With a unique approach that bridges the gap between mathematics and computer science, this books takes you through the entire data science pipeline. Beginning with cleaning and preparing data, and effective data mining strategies and techniques, you'll move on to build a comprehensive picture of how every piece of the data science puzzle fits together. Learn the fundamentals of computational mathematics and statistics, as well as some pseudocode being used today by data scientists and analysts. You'll get to grips with machine learning, discover the statistical models that help you take control and navigate even the densest datasets, and find out how to create powerful visualizations that communicate what your data means
▶What You Will Learn
- Get to know the five most important steps of data science
- Use your data intelligently and learn how to handle it with care
- Bridge the gap between mathematics and programming
- Learn about probability, calculus, and how to use statistical models to control and clean your data and drive actionable results
- Build and evaluate baseline machine learning models
- Explore the most effective metrics to determine the success of your machine learning models
- Create data visualizations that communicate actionable insights
- Read and apply machine learning concepts to your problems and make actual predictions
▶Key Features
- Enhance your knowledge of coding with data science theory for practical insight into data science and analysis
- More than just a math class, learn how to perform real-world data science tasks with R and Python
- Create actionable insights and transform raw data into tangible value
▶Who This Book Is For
This book is for people who are looking to understand and utilize the basic practices of data science for any domain.
The reader should be fairly well acquainted with basic mathematics (algebra, perhaps probabilities) and should feel comfortable reading snippets of R/Python as well as pseudocode. The reader is not expected to have worked in a data field; however, they should have the urge to learn and apply the techniques put forth in this book to either their own datasets or those provided to them.
▶What this book covers
- Chapter 1, How to Sound Like a Data Scientist, gives an introduction to the basic terminology used by data scientists and a look at the types of problem we will be solving throughout this book.
- Chapter 2, Types of Data, looks at the different levels and types of data out there and how to manipulate each type. This chapter will begin to deal with the mathematics needed for data science.

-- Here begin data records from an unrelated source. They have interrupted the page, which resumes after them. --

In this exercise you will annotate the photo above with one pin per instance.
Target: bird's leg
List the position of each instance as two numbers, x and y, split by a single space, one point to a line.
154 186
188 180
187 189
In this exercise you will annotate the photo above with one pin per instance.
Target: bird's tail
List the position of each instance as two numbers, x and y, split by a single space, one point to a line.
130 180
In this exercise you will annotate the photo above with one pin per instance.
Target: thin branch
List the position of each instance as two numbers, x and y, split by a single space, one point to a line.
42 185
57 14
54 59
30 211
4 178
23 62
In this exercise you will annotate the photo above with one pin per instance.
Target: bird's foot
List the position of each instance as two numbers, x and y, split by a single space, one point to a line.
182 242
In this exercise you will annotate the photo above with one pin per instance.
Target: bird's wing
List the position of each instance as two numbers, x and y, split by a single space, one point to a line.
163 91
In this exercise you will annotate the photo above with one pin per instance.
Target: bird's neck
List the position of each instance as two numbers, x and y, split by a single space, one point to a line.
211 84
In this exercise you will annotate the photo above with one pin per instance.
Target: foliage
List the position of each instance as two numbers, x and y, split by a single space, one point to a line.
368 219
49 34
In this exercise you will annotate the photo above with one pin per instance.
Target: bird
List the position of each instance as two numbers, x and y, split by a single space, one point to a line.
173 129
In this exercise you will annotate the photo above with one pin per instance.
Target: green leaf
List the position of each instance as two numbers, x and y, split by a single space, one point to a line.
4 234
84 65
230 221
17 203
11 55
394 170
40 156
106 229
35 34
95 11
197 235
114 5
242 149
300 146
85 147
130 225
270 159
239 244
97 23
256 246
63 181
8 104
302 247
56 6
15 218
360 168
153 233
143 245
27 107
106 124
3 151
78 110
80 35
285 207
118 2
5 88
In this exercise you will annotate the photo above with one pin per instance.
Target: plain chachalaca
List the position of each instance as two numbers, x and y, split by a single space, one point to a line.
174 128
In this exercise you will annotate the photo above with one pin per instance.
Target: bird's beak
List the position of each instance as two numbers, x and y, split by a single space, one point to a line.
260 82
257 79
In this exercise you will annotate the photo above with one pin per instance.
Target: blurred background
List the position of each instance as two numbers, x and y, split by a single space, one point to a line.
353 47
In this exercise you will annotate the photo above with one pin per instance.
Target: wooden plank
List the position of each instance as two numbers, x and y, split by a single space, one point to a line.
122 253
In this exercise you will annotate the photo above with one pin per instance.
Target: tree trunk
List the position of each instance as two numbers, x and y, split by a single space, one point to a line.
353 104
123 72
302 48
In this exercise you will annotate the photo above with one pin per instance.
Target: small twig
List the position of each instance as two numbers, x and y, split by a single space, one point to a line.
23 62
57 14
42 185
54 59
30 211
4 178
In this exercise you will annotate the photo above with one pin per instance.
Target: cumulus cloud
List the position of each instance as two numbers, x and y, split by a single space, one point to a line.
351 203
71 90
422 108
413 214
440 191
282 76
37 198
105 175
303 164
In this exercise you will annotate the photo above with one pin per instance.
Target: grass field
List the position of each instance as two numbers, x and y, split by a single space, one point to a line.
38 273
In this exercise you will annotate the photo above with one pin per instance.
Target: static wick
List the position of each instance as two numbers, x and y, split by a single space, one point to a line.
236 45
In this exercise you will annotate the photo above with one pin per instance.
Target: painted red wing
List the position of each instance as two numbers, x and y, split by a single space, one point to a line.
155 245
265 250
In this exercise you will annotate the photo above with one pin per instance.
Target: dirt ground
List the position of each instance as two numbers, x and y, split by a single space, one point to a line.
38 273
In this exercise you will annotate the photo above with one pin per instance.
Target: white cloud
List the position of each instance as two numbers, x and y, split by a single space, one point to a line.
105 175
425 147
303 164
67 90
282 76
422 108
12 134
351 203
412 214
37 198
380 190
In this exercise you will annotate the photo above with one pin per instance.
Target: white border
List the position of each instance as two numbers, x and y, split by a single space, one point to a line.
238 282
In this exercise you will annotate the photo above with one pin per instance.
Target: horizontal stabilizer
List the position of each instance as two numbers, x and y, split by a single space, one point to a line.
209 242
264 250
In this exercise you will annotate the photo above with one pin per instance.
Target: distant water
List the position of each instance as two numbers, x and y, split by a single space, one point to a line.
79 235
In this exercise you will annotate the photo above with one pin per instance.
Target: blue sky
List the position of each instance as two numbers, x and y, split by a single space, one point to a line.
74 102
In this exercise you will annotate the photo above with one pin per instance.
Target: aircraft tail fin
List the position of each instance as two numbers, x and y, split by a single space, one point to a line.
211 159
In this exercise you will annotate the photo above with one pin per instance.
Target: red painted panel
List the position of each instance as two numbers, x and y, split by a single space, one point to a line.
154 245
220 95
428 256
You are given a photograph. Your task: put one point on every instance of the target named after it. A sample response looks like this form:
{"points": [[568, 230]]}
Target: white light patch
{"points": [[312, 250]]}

- Chapter 3, The Five Steps of Data Science, uncovers the five basic steps of performing data science, including data manipulation and cleaning, and sees examples of each step in detail.

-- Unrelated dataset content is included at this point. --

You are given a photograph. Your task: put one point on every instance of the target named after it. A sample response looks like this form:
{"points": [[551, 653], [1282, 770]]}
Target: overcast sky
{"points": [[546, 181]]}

- Chapter 4, Basic Mathematics, helps us discover the basic mathematical principles that guide the actions of data scientists by seeing and solving examples in calculus, linear algebra, and more.
- Chapter 5, Impossible or Improbable –- a Gentle Introduction to Probability, is a beginner's look into probability theory and how it is used to gain an understanding of our random universe.
- Chapter 6, Advanced Probability, uses principles from the previous chapter and introduces and applies theorems, such as the Bayes Theorem, in the hope of uncovering the hidden meaning in our world.
- Chapter 7, Basic Statistics, deals with the types of problem that statistical inference attempts to explain, using the basics of experimentation, normalization, and random sampling.
- Chapter 8, Advanced Statistics, uses hypothesis testing and confidence interval in order to gain insight from our experiments. Being able to pick which test is appropriate and how to interpret p-values and other results is very important as well.
- Chapter 9, Communicating Data, explains how correlation and causation affect our interpretation of data. We will also be using visualizations in order to share our results with the world.
- Chapter 10, How to Tell If Your Toaster Is Learning –- Machine Learning Essentials, focuses on the definition of machine learning and looks at real-life examples of how and when machine learning is applied. A basic understanding of the relevance of model evaluation is introduced.
- Chapter 11, Predictions Don't Grow on Trees, or Do They?, looks at more complicated machine learning models, such as decision trees and Bayesian-based predictions, in order to solve more complex data-related tasks.
- Chapter 12, Beyond the Essentials, introduces some of the mysterious forces guiding data sciences, including bias and variance. Neural networks are introduced as a modern deep learning technique.
- Chapter 13, Case Studies, uses an array of case studies in order to solidify the ideas of data science. We will be following the entire data science workflow from start to finish multiple times for different examples, including stock price prediction and handwriting detection.